Can you show us the exact language of the agreement that your lawyers
want?

I've been reluctantly coming around to the view that the easiest way to
proceed is for me to write a new specificaton document from scratch.
I'd rather spend time writing than hassling with lawyers.  This document
would be copyrighted by me personally, with an agreement (informal or in
writing, whatever people are happy with) that I will try to make it
reflect precisely the decisions of the technical committee and that I
will handle the rights to this work in accordance with the wishes of the
combined technical and steering committees.  We could decide to turn the
copyright over to ANSI or whatever later on.  I would not be interested
in getting any money out of this, though if I do the work I would like
to keep my name on the thing in some prominent position -- it helps my
employers at CMU to appreciate that I'm doing SOMETHING with my time.
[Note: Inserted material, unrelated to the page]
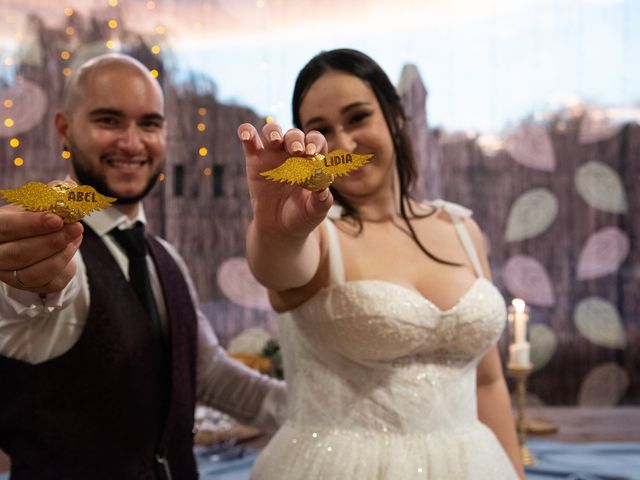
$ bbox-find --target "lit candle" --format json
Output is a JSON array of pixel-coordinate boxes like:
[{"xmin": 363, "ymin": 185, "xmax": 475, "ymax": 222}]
[{"xmin": 509, "ymin": 298, "xmax": 531, "ymax": 367}]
Given the amount of work this would entail, the document would be as
terse, precise, and technical as I can make it.  There would very
definitely be a place for a friendlier manual, perhaps a second edition
of Steele if he wants to create one, but we would all agree that this
new thing is the definitive spec.

To make the MIT contingent happy, it would be done initially in vanilla
80-column ASCII, though we'd probably convert it to TeX at the end.

I'd still prefer to start with Steele's manual or with Lucid's, but that
is looking less and less like a live option.